“We can and must respond creatively to the triple crisis and simultaneously overcome dehumanization, economic inequality, and, ecological catastrophe.”
― Vandana Shiva
While gardening or growing your own food is certainly a hobby or art that can be done for health reasons, to save on grocery costs, or just for fun. Creating a garden, large or small also reduces the demand for industrially grown food. This is important because the largest agricultural companies grow food in ways that are bad for the environment, society, and rely on the use of unethical labor practices. While a home garden might seem like trying to catch the wind with a net, everyday people have revolutionized food production with home gardens before. During World War II, home gardens (also known as Victory Gardens) – accounted for nearly fifty percent of the nation’s food supply.
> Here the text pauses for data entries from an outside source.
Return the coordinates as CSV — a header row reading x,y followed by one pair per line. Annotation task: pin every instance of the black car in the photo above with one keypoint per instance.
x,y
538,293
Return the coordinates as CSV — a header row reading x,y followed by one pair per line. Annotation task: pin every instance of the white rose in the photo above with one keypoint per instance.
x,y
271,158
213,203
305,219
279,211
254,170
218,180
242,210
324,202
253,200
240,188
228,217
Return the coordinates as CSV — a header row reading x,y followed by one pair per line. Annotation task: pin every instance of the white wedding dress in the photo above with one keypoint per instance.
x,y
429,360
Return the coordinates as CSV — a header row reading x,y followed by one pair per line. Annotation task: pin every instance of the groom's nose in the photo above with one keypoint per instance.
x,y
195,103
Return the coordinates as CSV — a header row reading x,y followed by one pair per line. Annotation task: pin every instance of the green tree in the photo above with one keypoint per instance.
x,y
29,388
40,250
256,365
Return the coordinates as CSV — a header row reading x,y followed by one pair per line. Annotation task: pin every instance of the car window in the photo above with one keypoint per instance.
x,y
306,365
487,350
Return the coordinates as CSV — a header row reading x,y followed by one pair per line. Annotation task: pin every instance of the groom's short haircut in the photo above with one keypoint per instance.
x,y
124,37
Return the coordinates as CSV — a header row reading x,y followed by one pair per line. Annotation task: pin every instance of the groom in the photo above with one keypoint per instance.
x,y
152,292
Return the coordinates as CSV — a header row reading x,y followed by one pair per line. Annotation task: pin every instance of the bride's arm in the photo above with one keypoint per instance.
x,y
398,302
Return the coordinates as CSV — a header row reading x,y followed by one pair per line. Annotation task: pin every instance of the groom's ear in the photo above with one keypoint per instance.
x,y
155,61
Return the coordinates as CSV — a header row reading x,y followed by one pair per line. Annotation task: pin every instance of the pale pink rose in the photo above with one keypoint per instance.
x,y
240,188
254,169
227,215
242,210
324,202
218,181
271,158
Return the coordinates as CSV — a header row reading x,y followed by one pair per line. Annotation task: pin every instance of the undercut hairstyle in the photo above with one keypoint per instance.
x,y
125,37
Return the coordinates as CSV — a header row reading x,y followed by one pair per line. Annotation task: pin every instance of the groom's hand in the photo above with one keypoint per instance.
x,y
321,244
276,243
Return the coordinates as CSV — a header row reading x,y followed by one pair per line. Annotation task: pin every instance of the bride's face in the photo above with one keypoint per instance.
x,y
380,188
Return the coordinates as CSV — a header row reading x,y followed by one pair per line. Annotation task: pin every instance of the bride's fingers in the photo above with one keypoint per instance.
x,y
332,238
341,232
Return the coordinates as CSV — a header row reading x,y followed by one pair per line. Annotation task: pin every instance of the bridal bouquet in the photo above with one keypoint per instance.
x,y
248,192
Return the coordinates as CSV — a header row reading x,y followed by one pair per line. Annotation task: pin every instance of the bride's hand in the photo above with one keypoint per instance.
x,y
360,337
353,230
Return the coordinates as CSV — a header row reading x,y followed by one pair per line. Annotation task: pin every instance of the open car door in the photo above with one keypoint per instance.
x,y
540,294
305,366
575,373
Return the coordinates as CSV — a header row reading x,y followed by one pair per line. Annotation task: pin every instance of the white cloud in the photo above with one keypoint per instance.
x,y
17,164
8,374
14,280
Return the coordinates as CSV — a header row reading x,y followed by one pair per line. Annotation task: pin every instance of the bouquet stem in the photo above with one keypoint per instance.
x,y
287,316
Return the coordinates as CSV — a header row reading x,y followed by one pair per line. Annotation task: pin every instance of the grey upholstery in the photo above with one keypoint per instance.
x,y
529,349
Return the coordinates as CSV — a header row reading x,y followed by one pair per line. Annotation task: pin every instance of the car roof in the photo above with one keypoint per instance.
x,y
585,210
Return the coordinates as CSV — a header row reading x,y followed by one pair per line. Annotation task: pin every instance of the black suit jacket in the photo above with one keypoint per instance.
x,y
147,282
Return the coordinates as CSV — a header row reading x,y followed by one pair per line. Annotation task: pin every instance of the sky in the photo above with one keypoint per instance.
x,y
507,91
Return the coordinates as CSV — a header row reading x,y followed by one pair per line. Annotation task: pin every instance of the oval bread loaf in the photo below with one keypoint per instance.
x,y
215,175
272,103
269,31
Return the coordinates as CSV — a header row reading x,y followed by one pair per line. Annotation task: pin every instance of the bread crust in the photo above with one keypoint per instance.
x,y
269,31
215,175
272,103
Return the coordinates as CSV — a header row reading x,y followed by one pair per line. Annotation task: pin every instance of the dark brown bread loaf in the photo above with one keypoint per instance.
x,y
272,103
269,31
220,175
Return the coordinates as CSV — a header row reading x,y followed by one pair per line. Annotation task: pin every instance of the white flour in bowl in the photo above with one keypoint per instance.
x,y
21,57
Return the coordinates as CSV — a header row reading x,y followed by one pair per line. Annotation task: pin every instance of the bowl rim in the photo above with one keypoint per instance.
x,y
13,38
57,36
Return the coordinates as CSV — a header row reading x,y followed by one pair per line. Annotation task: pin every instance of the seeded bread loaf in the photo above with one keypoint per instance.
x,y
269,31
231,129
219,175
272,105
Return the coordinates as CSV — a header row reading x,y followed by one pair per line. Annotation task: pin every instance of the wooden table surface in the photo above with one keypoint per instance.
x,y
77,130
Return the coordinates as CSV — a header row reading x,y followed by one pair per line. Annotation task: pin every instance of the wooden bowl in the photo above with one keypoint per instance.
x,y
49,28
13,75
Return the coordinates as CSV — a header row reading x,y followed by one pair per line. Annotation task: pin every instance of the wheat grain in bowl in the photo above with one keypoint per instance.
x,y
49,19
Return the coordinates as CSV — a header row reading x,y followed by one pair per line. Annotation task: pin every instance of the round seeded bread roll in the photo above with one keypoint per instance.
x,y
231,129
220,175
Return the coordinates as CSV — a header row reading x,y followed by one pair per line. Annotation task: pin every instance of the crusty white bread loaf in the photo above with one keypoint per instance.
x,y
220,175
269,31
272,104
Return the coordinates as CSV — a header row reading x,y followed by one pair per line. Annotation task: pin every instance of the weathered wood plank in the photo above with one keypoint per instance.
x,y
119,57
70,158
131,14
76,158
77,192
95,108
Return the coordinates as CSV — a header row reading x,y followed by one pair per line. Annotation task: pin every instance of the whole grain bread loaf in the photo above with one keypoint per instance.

Moreover, growing heirloom varieties of vegetables aids in ensuring plant diversity and the ability to save seed, which is a surprisingly political act.
You can learn more about the importance of plant and food diversity here and find heirloom seed and vegetables from Seed Savers: a non-profit that specializes in protecting sustainable agriculture here. A variety of materials that explain the basics of gardening here, a website that explores free and low cost resources for gardeners here, a listing of Texas natives plants here and here, excellent articles about Texas Foraging here, Texas heirloom vegetables here and here, and forum on Texas gardening here.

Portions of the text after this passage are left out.